Henüz 33 yaşında iken Osmanlı ordusunun hem siyasi hem de askerî lideri haline gelen Enver Paşa, Osmanlı Devleti’nin Almanya ile müttefik olarak Birinci Dünya Savaşı’na girmesinin bir numaralı sorumlusu olarak kabul edilir.
Osmanlıların “Liman Paşa” olarak adlandıracağı von Sanders’e verilen yetkiler nelerdir?
İstanbul’a 14 Aralık’ta ulaşan ve 42 subaydan oluşan Alman Askerî Heyeti’nin başında, o tarihlerde Alman ordusunun en yaşlı tümen komutanı olan 58 yaşındaki Liman von Sanders bulunuyordu. Osmanlıların “Liman Paşa” olarak adlandıracağı von Sanders’e geniş yetkiler verildi. Osmanlı hizmetindeki bütün Alman subaylarının doğrudan âmiri olduğu gibi, ülkenin her yerinde teftiş yapmaya yetkiliydi. Osmanlı askerî eğitim ve öğretim kurumlarının tamamı emrindeydi ve Osmanlı Yüksek Askerî Şürası üyesi olarak subayların generalliğe terfilerinde söz sahibiydi.
12 Mayıs 1914 tarihinde yürürlüğe giren yeni askerlik kanunu ile birlikte yapılan değişiklikler nelerdir?

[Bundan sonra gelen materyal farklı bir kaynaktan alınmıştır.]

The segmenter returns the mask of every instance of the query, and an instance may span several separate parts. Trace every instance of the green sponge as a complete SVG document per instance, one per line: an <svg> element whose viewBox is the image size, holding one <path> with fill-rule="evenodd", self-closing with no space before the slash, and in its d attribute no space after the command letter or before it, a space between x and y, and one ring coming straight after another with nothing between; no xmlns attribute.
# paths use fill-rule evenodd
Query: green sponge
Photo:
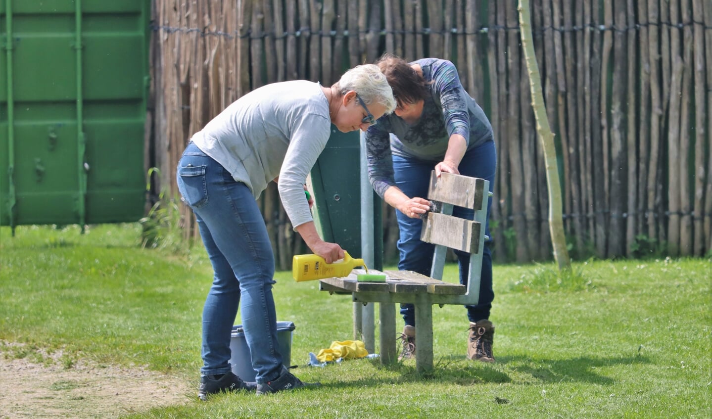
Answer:
<svg viewBox="0 0 712 419"><path fill-rule="evenodd" d="M385 282L386 275L360 273L357 276L357 280L359 282Z"/></svg>

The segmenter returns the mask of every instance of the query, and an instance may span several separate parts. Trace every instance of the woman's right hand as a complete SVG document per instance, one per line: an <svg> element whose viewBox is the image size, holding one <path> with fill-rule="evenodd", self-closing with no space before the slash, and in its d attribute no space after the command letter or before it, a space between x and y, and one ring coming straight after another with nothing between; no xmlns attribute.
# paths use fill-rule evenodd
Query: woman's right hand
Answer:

12 Mayıs 1914 tarihinde yürürlüğe giren yeni askerlik kanunu bu birliklerin içinin doldurulmasını sağlamak üzere önceden var olan pek çok muafiyeti ortadan kaldırdı. Annesine ya da karısına bakacak kimsesi olmadığı için “muinsiz” (yardım edeni olmayan) olarak adlandırılan ve daha önce askere alınmayan gençler, geride bıraktıkları yakınlarına devletin maaş bağlaması kaydıyla, zorunlu askerlikle yükümlü tutuldu. Askerlik çağını 18 yaşından itibaren başlatan Mükellefiyet-i Askeriyye Kanun-ı Muvakkati (Askerî Yükümlülüklere Dair Geçici Kanun) ile silâhaltında bulunulacak süre iki; teknik sınıflarda üç ve denizcilerde ise beş sene olarak belirlendi. Balkan Savaşı’nda verimli çalışmadığı bir kez daha görülen rediflik sistemi kaldırıldı; her asker adayının toplam 25 sene olan yükümlülük süresinin ilk yirmi yılını nizamiye ve son beş yılını da mustahfız olarak geçirmesi kararlaştırıldı.

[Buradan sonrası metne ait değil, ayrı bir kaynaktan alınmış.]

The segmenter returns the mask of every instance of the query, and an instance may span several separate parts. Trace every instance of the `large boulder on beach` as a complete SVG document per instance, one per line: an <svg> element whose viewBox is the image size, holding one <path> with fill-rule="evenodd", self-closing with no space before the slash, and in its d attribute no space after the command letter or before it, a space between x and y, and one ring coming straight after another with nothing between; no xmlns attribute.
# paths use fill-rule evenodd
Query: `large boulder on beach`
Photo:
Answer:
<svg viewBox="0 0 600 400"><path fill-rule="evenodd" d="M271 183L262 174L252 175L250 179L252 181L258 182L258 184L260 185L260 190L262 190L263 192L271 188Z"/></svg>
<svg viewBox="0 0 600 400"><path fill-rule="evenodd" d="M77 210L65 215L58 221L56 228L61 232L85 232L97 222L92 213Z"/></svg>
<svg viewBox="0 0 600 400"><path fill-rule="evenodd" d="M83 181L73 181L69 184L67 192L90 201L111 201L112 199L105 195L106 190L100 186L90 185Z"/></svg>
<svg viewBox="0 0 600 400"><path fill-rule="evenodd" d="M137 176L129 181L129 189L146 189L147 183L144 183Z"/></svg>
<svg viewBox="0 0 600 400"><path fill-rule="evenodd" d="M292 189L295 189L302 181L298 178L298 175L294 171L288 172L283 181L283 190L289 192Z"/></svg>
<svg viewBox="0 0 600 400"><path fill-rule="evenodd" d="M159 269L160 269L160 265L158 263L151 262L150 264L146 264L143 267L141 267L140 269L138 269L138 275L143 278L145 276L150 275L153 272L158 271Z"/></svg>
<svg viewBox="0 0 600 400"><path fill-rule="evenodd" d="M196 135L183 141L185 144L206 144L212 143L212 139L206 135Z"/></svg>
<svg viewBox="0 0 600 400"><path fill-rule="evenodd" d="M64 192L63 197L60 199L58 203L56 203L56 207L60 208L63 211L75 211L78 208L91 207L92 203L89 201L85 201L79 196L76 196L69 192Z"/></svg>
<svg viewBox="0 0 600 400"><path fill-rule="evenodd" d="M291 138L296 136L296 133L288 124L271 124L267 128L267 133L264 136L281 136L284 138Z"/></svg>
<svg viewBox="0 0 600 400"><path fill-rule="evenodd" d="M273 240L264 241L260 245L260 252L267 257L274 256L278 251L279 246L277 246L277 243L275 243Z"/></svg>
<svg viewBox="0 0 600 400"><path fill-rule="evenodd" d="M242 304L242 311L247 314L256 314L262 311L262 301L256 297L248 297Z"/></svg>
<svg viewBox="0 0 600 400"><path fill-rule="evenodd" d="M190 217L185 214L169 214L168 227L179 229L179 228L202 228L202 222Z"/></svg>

Osmanlı Devleti Birinci Dünya Savaşı’na ne zaman dâhil oldu?
Osmanlı Devleti, Alman Askerî Misyonunun İstanbul’a gelmesinden dokuz ay sonra, 2 Ağustos 1914’te Almanya ile bir ittifak anlaşması imzaladı; 2 Kasım 1914’de de Almanya’nın safında Birinci Dünya Savaşı’na dâhil oldu.
1918 itibarıyla Osmanlı Hava Kuvvetlerinde yer alan; uçak, pilot ve râsıd sayısı nedir?
1918 itibarıyla Osmanlı Hava Kuvvetlerinde 90 uçak, 81 pilot ve 58 râsıd bulunuyordu.
Birinci Dünya Savaşında kullanılan uçakların özellikleri nelerdir ve nerede kullanılmışlardır?
Birinci Dünya Savaşı’nda kullanılan uçaklar, gücü 80-130 beygir arasında değişen, hızı saatte 100 km’yi geçmeyen ve en fazla 3000 m’ye çıkabilen keşif, av ve deniz uçaklarıydı. Henüz bir savaş uçağı şekline girmemiş olan bu araçlar, başta Çanakkale Cephesi olmak üzere savaşın çeşitli harekâtlarında düşmanın kara ve deniz gücü hakkında bilgi toplamak amacıyla kullanıldı.